Il risque jusqu'à un an de prison pour avoir organisé une Pride.

Depuis cinq ans, Géza Buzás-Hábel, enseignant et militant des droits humains, organise la Pride de Pécs, la seule Pride qui a lieu en Hongrie à l’exception de celle de Budapest. Il risque une peine de prison, car son engagement contre une nouvelle loi hostile aux personnes queer, introduite par le gouvernement hongrois, enfreint la loi.

Géza Buzás-Hábel, défenseur des droits humains et organisateur de la Pride de Pécs, risque une peine de prison. La police hongroise a ouvert une enquête le concernant pour « organisation d’un rassemblement interdit » et le procureur général a engagé des poursuites à son encontre.

La procédure repose sur la loi discriminatoire « Anti-Pride », en vigueur depuis l’année dernière. Sous prétexte de protéger les enfants, elle criminalise tout rassemblement qui visibilise et s’engage en faveur des droits des personnes LGBTI* en Hongrie. Malgré l’interdiction, la Pride de Pécs a eu lieu le 4 octobre 2025. Géza Buzás-Hábel et d’autres militant·e·x·s à l’origine de la Pride de Pécs l’ont maintenu, car l’importance critique de la manifestation queer dans le pays l’emportait sur le risque de répression imminent. Environ 5 000 personnes sont courageusement descendues dans la rue sous le slogan « Nous n’avons pas peur ». Elles ont soutenu les revendications officielles du « mariage pour tous » et de la modification de l’enregistrement du sexe pour les personnes trans. La Pride s’est aussi présentée comme un moment de commémoration des victimes LGBTI* de l’Holocauste. Ce fut une manifestation colorée et pacifique engagée en faveur de l’égalité des droits et célébrant la communauté queer.

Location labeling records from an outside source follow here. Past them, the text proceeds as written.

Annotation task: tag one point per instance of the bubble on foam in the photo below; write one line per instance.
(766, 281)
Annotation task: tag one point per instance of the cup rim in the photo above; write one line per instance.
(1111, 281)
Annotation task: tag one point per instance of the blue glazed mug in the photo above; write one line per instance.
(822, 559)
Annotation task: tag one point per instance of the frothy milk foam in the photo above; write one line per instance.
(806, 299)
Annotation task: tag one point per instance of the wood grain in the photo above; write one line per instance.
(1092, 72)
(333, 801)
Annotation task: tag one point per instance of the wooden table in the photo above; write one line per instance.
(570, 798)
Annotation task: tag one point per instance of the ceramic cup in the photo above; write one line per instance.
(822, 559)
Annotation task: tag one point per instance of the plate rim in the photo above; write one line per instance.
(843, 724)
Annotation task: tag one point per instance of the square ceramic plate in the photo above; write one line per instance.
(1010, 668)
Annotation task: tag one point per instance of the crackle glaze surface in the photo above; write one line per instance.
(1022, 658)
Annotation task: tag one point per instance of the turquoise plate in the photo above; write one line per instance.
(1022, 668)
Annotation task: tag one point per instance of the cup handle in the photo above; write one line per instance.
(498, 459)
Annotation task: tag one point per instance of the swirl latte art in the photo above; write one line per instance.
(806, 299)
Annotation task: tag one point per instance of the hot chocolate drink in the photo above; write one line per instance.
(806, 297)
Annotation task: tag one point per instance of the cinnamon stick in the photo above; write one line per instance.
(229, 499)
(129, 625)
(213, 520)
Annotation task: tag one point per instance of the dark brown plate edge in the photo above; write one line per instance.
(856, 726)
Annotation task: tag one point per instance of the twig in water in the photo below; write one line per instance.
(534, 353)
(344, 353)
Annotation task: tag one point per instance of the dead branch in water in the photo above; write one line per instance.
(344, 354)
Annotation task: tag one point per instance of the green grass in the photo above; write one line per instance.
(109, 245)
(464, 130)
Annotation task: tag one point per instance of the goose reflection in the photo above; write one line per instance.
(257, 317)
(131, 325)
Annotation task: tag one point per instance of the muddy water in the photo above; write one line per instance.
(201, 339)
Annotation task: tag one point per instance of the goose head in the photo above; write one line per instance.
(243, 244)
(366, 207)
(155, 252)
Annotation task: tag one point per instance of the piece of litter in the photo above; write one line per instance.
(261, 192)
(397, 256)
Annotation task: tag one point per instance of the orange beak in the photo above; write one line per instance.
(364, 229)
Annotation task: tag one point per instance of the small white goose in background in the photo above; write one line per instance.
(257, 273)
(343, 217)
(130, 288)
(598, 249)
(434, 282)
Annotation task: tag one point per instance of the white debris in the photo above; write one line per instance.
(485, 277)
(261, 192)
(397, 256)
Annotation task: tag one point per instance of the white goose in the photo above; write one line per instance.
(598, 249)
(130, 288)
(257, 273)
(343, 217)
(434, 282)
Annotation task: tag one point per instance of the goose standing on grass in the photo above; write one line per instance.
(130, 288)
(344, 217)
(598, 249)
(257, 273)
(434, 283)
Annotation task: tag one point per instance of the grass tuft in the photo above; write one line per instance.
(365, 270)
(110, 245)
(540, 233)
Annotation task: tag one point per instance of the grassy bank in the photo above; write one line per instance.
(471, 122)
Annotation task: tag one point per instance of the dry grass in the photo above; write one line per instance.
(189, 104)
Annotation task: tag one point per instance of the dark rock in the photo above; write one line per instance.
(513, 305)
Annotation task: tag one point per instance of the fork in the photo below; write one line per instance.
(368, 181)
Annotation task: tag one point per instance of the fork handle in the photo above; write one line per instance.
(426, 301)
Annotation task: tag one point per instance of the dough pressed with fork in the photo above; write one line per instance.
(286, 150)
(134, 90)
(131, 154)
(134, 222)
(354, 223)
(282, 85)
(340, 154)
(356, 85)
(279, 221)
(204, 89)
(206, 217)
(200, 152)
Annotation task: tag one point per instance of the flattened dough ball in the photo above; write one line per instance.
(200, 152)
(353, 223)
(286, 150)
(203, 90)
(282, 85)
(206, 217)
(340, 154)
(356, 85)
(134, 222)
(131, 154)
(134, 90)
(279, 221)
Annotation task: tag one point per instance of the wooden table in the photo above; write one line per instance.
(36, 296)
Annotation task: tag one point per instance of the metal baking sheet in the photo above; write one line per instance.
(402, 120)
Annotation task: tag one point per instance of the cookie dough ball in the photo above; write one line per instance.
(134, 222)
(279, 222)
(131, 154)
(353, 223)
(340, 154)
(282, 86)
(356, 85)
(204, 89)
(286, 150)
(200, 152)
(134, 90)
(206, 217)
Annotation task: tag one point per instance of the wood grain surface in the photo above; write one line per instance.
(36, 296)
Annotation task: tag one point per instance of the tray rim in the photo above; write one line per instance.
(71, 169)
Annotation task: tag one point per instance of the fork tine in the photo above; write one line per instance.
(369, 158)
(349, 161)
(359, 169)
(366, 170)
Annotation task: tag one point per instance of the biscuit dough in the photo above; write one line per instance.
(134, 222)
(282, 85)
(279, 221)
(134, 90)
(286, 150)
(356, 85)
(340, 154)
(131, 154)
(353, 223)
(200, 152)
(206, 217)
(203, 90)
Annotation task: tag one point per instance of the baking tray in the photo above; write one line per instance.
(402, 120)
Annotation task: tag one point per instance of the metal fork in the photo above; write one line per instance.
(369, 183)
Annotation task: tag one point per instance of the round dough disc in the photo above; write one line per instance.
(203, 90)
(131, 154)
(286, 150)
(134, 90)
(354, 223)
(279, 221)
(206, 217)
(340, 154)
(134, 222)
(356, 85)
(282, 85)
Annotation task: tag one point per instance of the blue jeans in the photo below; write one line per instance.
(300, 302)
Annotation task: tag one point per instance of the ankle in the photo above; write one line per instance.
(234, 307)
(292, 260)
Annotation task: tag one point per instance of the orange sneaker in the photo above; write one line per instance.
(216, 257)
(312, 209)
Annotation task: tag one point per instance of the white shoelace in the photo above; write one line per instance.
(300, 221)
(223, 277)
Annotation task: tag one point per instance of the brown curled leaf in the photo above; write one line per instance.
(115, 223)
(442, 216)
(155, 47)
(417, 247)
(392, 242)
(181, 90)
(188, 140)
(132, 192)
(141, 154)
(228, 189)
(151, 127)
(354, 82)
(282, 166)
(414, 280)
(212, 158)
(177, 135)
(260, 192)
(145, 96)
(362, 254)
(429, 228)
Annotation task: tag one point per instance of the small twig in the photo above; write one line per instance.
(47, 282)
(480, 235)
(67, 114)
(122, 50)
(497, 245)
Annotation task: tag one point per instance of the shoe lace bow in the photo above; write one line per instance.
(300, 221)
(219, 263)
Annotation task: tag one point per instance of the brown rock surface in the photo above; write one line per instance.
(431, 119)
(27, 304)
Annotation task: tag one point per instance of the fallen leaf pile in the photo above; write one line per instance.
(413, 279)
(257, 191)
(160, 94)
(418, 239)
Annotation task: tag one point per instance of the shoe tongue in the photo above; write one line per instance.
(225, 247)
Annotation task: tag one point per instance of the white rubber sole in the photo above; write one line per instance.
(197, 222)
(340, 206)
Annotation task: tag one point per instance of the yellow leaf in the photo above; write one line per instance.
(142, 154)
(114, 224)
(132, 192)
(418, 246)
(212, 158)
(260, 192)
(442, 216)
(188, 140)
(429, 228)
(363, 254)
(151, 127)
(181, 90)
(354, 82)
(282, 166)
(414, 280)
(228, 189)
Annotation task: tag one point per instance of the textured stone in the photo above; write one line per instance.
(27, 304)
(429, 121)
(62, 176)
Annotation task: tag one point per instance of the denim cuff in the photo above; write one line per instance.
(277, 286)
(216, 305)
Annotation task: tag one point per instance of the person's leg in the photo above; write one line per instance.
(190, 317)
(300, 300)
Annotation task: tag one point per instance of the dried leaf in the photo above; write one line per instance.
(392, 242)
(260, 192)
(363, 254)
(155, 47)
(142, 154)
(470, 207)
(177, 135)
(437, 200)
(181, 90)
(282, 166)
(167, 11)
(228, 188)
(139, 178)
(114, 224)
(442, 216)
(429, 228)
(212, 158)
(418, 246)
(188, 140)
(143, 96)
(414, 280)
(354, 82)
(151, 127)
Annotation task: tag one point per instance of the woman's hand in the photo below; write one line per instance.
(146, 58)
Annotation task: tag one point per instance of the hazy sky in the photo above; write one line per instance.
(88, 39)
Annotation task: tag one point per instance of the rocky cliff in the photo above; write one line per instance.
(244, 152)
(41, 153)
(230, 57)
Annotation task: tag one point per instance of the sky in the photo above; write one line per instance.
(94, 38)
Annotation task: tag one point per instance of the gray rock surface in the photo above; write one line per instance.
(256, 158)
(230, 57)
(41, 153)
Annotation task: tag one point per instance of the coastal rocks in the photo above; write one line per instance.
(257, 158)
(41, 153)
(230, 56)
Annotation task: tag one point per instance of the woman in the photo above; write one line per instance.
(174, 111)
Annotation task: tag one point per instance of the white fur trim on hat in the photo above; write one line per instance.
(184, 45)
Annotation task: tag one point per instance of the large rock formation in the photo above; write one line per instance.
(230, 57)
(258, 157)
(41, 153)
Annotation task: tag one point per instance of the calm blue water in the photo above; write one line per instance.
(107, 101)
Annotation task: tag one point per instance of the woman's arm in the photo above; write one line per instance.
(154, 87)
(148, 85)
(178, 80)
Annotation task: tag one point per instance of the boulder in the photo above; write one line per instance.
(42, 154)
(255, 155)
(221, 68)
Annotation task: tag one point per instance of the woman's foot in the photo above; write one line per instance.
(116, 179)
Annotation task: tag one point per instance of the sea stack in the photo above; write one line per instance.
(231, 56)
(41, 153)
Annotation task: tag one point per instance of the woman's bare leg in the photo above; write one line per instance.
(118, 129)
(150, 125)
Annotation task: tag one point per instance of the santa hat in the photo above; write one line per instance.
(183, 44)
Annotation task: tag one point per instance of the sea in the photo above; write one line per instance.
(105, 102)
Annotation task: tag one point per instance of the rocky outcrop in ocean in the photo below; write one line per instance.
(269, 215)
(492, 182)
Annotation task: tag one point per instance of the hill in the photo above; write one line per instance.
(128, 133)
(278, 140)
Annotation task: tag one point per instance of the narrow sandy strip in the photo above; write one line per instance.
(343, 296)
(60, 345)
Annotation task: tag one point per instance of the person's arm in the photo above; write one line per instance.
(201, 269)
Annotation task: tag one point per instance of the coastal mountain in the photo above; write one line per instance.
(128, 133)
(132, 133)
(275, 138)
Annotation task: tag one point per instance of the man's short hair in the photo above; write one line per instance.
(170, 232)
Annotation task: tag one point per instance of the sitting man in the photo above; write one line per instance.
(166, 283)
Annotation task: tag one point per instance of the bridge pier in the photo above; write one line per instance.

Mais elle n’a pas plu au gouvernement hongrois.

Le 10 octobre, Géza Buzás-Hábel a reçu une convocation officielle de la police, indiquant qu’il existait « des soupçons fondés qu’il ait commis une infraction pénale ».  Le 9 février 2026, le parquet a engagé des poursuites et transmis l’affaire au tribunal de district de Pécs. Il risque désormais jusqu’à un an d’emprisonnement.Les poursuites engagées à l’encontre de Géza Buzás-Hábel sont discriminatoires et incompatibles avec les droits fondamentaux à la liberté d’expression et de réunion. Elles constituent un nouveau durcissement de la répression à l’encontre des personnes queer en Hongrie.

Aidez-nous à mettre fin au procès engagé contre Géza Buzás-Hábel !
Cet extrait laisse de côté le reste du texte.